Auto-deploy to GitHub Pages — Builds and deploys a static site to GitHub Pages on pushes to main.

name: Deploy to Pages
on:
  push:
    branches: [main]
  workflow_dispatch:
permissions:
  contents: read
  pages: write
  id-token: write
jobs:
  deploy:
    runs-on: ubuntu-latest
    steps:
      - uses: actions/checkout@v4
      - uses: actions/setup-node@v4
        with: { node-version: 22, cache: 'npm' }
      - run: npm ci && npm run build
      - uses: actions/configure-pages@v4
      - uses: actions/upload-pages-artifact@v3
        with: { path: './dist' }
      - uses: actions/deploy-pages@v4

Publish npm Package — Publishes to npm when a release is created, with provenance for supply chain security.

name: Publish to npm
on:
  release:
    types: [published]
jobs:
  publish:
    runs-on: ubuntu-latest
    permissions:
      contents: read
      id-token: write
    steps:
      - uses: actions/checkout@v4
      - uses: actions/setup-node@v4
        with: { node-version: 22, registry-url: 'https://registry.npmjs.org' }
      - run: npm ci
      - run: npm publish --provenance --access public
        env:
          NODE_AUTH_TOKEN: ${{ secrets.NPM_TOKEN }}

Automation & Management

Auto-label PRs — Applies labels based on file paths changed, branch names, or PR title patterns.

name: Auto-label PRs
on: pull_request_target
jobs:
  label:
    runs-on: ubuntu-latest
    permissions:
      contents: read
      pull-requests: write
    steps:
      - uses: actions/labeler@v5
        with:
          repo-token: ${{ secrets.GITHUB_TOKEN }}

Add a .github/labeler.yml config:

'frontend': ['src/client/**/*']
'backend': ['src/server/**/*']
'documentation': ['docs/**/*', '*.md']
'dependencies': ['package.json', 'yarn.lock']

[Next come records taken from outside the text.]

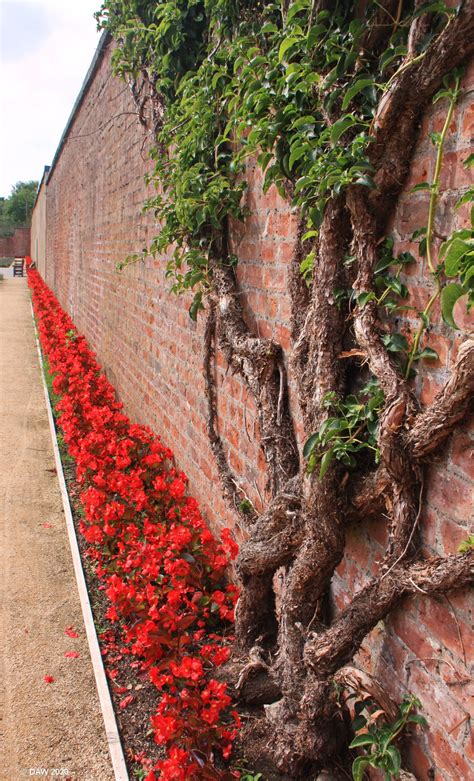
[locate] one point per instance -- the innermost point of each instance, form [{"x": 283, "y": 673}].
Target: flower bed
[{"x": 160, "y": 566}]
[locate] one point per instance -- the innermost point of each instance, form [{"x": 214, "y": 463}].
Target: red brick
[
  {"x": 437, "y": 619},
  {"x": 462, "y": 453},
  {"x": 448, "y": 759},
  {"x": 153, "y": 352},
  {"x": 451, "y": 495}
]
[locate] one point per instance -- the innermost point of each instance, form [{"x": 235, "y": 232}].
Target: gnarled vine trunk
[{"x": 294, "y": 641}]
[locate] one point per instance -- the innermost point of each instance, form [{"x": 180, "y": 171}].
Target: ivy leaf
[
  {"x": 359, "y": 85},
  {"x": 429, "y": 353},
  {"x": 341, "y": 126},
  {"x": 366, "y": 181},
  {"x": 310, "y": 445},
  {"x": 362, "y": 740},
  {"x": 395, "y": 343},
  {"x": 295, "y": 8},
  {"x": 455, "y": 252},
  {"x": 415, "y": 718},
  {"x": 449, "y": 296},
  {"x": 296, "y": 154},
  {"x": 196, "y": 306},
  {"x": 395, "y": 760},
  {"x": 325, "y": 462},
  {"x": 421, "y": 186},
  {"x": 286, "y": 44},
  {"x": 364, "y": 298},
  {"x": 358, "y": 767},
  {"x": 466, "y": 546}
]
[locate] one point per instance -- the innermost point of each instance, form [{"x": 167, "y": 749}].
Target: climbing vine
[{"x": 327, "y": 98}]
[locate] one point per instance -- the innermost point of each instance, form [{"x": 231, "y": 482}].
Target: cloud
[{"x": 50, "y": 46}]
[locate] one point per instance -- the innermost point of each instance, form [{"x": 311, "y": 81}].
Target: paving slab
[{"x": 55, "y": 727}]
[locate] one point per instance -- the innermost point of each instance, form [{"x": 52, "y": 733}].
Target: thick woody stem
[
  {"x": 327, "y": 652},
  {"x": 399, "y": 407},
  {"x": 260, "y": 363},
  {"x": 230, "y": 485},
  {"x": 323, "y": 544},
  {"x": 400, "y": 110},
  {"x": 272, "y": 543},
  {"x": 432, "y": 426}
]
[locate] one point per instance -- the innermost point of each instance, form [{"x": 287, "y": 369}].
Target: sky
[{"x": 46, "y": 47}]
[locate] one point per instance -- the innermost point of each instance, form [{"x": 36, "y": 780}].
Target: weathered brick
[{"x": 153, "y": 354}]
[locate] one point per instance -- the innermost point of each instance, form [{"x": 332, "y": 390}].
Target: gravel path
[{"x": 56, "y": 727}]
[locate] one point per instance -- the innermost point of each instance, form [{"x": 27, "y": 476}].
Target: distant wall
[
  {"x": 152, "y": 353},
  {"x": 38, "y": 231},
  {"x": 17, "y": 245}
]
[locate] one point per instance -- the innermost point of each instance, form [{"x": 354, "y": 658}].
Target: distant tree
[{"x": 19, "y": 205}]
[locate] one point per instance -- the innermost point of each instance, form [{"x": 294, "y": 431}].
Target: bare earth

Stale Issue/PR Management — Closes inactive issues and PRs after a period of no activity.

name: Stale management
on:
  schedule:
    - cron: '30 1 * * *'
jobs:
  stale:
    runs-on: ubuntu-latest
    permissions:
      issues: write
      pull-requests: write
    steps:
      - uses: actions/stale@v9
        with:
          stale-issue-message: 'This issue is stale. Remove label or comment to keep it open.'
          stale-pr-message: 'This PR is stale. Update or comment to keep it active.'
          days-before-stale: 60
          days-before-close: 14

Dependency Updates with Dependabot — Automated pull requests for outdated dependencies.

version: 2
updates:
  - package-ecosystem: 'npm'
    directory: '/'
    schedule: { interval: 'weekly' }
    open-pull-requests-limit: 10
    labels: ['dependencies']
    versioning-strategy: increase
  - package-ecosystem: 'github-actions'
    directory: '/'
    schedule: { interval: 'monthly' }

Save as .github/dependabot.yml, not a workflow file.

Code Coverage Reporting — Uploads coverage data to a reporting service after tests pass.

name: Coverage
on: [push]
jobs:
  coverage:
    runs-on: ubuntu-latest
    steps:
      - uses: actions/checkout@v4
      - uses: actions/setup-node@v4
        with: { node-version: 22, cache: 'npm' }
      - run: npm ci
      - run: npm run test:coverage
      - uses: codecov/codecov-action@v4
        with:
          token: ${{ secrets.CODECOV_TOKEN }}
          fail_ci_if_error: true

Releases & Docker

Automated Releases with semantic-release — Determines the next version, generates changelog, and publishes based on commit messages.

name: Release
on:
  push:
    branches: [main]
permissions:
  contents: write
  issues: write
  pull-requests: write
jobs:
  release:
    runs-on: ubuntu-latest
    steps:
      - uses: actions/checkout@v4
        with: { fetch-depth: 0 }
      - uses: actions/setup-node@v4
        with: { node-version: 22, cache: 'npm' }
      - run: npm ci
      - run: npx semantic-release
        env:
          GITHUB_TOKEN: ${{ secrets.GITHUB_TOKEN }}
          NPM_TOKEN: ${{ secrets.NPM_TOKEN }}

Docker Build and Push — Builds a Docker image with layer caching and pushes to a registry.

name: Docker
on:
  push:
    branches: [main]
    tags: ['v*']
jobs:
  docker:
    runs-on: ubuntu-latest
    steps:
      - uses: actions/checkout@v4
      - uses: docker/setup-buildx-action@v3
      - uses: docker/login-action@v3
        with:
          registry: ghcr.io
          username: ${{ github.actor }}
          password: ${{ secrets.GITHUB_TOKEN }}
      - uses: docker/build-push-action@v5
        with:
          context: .
          push: true
          tags: ghcr.io/${{ github.repository }}:${{ github.ref_name }}
          cache-from: type=gha
          cache-to: type=gha,mode=max

Auto-assign Reviewers — Automatically assigns PR reviewers based on a YAML config.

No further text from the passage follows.